Rationale: Fixed denture prosthodontics is a commonly practiced treatment option for rehabilitation of partially edentulous clinical conditions. Certain local and systemic factors contraindicate utilization of implant therapy. Long edentulous span, pier abutment, distal abutments, and intersegment prosthesis extending from one sextant to another are a few challenging situations due to altered biomechanics and require modification in treatment planning to achieve optimum outcome. Patient Concerns: A 37-year-old male patient reported with difficulty in mastication due to partially edentulous mandibular arch. Diagnosis: Based on clinical features, a diagnosis of Class II partially edentulous mandibular arch was made. Intervention: Rehabilitation of partially edentulous mandibular arch was done using customized semiprecision attachment. Outcomes: Recall appointments were scheduled at 48 h, 1 week, 1 month, and 3 months and the patient was found to be satisfied with the prosthesis. Lessons: Semiprecision attachment is a viable modality that is used in rehabilitation of pier abutment situations. It protects the abutment from unwanted leverage forces and ensures longevity of the restoration.

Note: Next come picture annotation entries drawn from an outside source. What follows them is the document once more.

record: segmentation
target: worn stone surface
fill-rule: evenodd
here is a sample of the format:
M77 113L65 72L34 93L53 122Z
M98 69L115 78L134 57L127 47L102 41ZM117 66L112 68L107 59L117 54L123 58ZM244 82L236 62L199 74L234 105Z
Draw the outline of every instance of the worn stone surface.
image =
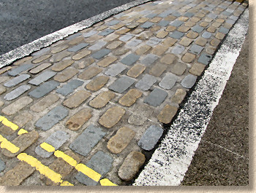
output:
M105 76L99 76L94 78L86 87L91 91L97 91L101 89L109 80L109 77Z
M119 99L118 103L122 106L131 106L136 102L138 98L141 97L141 91L136 89L131 89Z
M132 151L129 153L118 170L118 175L119 178L124 181L132 180L139 171L145 160L145 156L141 152Z
M97 97L89 102L89 105L95 109L104 107L110 101L116 97L114 92L111 91L105 91L101 92Z
M162 123L170 123L176 114L178 108L170 105L166 105L157 116L157 119Z
M71 143L69 148L78 154L86 156L105 135L102 129L91 125Z
M28 96L24 96L22 98L20 98L14 103L4 108L1 110L1 111L7 115L12 115L19 111L20 110L21 110L22 109L23 109L31 103L32 103L32 101L33 101L32 98Z
M107 147L110 152L119 154L128 146L135 135L135 132L130 128L121 127L108 141Z
M35 130L23 133L12 141L12 143L20 148L19 151L13 154L9 151L9 150L3 149L1 153L8 157L14 157L36 142L38 138L39 134Z
M69 97L63 102L63 105L72 109L80 106L91 96L91 93L86 90L79 90Z
M159 126L151 125L138 142L138 145L146 151L151 150L161 138L163 129Z
M98 66L89 66L78 75L78 78L84 80L89 80L102 72L102 68L99 68Z
M39 119L34 124L34 126L42 130L48 130L65 118L68 114L69 110L61 106L58 106Z
M63 130L57 130L51 134L44 142L59 149L68 139L69 135ZM49 152L43 149L40 145L36 147L34 151L42 157L49 157L53 152Z
M120 121L124 114L125 110L123 108L112 107L99 118L99 123L107 128L111 128Z
M80 110L68 119L66 126L72 130L79 130L92 117L91 112L90 109Z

Keywords: Abutment, attachment, enamel island technique, partially edentulous


How to cite this article:
Bahri MR, Prakash P. Enamel island technique and nonrigid connectors: A viable rehabilitation protocol. SRM J Res Dent Sci 2023;14:48-51

How to cite this URL:
Bahri MR, Prakash P. Enamel island technique and nonrigid connectors: A viable rehabilitation protocol. SRM J Res Dent Sci [serial online] 2023 [cited 2023 Mar 31];14:48-51. Available from: https://www.srmjrds.in/text.asp?2023/14/1/48/372005


  Introduction Top


Fixed dental prostheses for the rehabilitation of missing dentition are the gold standard in field of prosthodontics. Primary requisite for a successful prosthesis is axially and well distributed occlusal loads which can be achieved with healthy abutments, strong connectors and properly planned pontics. To achieve the desired load distribution, distal terminal stop is required and accurate interocclusal records are needed to transfer the same relation on an articulator. This ensures complete occlusal harmony in centric and eccentric contacts.

Challenge arises when the posterior vertical stop is either missing or the last available tooth becomes the terminal abutment of the prosthesis. This makes orientation of the cast in correct occlusal relation difficult. Another method that has been advocated in literature is preservation of centric stop or the island technique.[1]

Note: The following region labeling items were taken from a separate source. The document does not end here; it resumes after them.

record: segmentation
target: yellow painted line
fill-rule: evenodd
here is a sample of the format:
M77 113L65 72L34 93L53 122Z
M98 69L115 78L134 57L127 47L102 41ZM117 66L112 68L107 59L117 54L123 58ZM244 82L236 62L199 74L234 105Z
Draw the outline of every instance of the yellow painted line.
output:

Glossary of Prosthodontic Terms defines Pier abutment as “A natural tooth or implant abutment that is located between terminal abutments that serve to support a fixed or removable dental prosthesis.”[2] Biomechanics of occlusal load in these situations change and due to lever action, the stress concentration on the pier abutment is increased. Due to arch position, physiological tooth movement, and retentive capacity of retainers, the treatment plan requires modification.[3] Use of nonrigid connectors like tenon-mortise, split pontic or crosspin and wing are recommended in such situations. The most common design is the key-keyway where a female component is designed at the distal end of the pier and the male component is attached to the pontic distal to it.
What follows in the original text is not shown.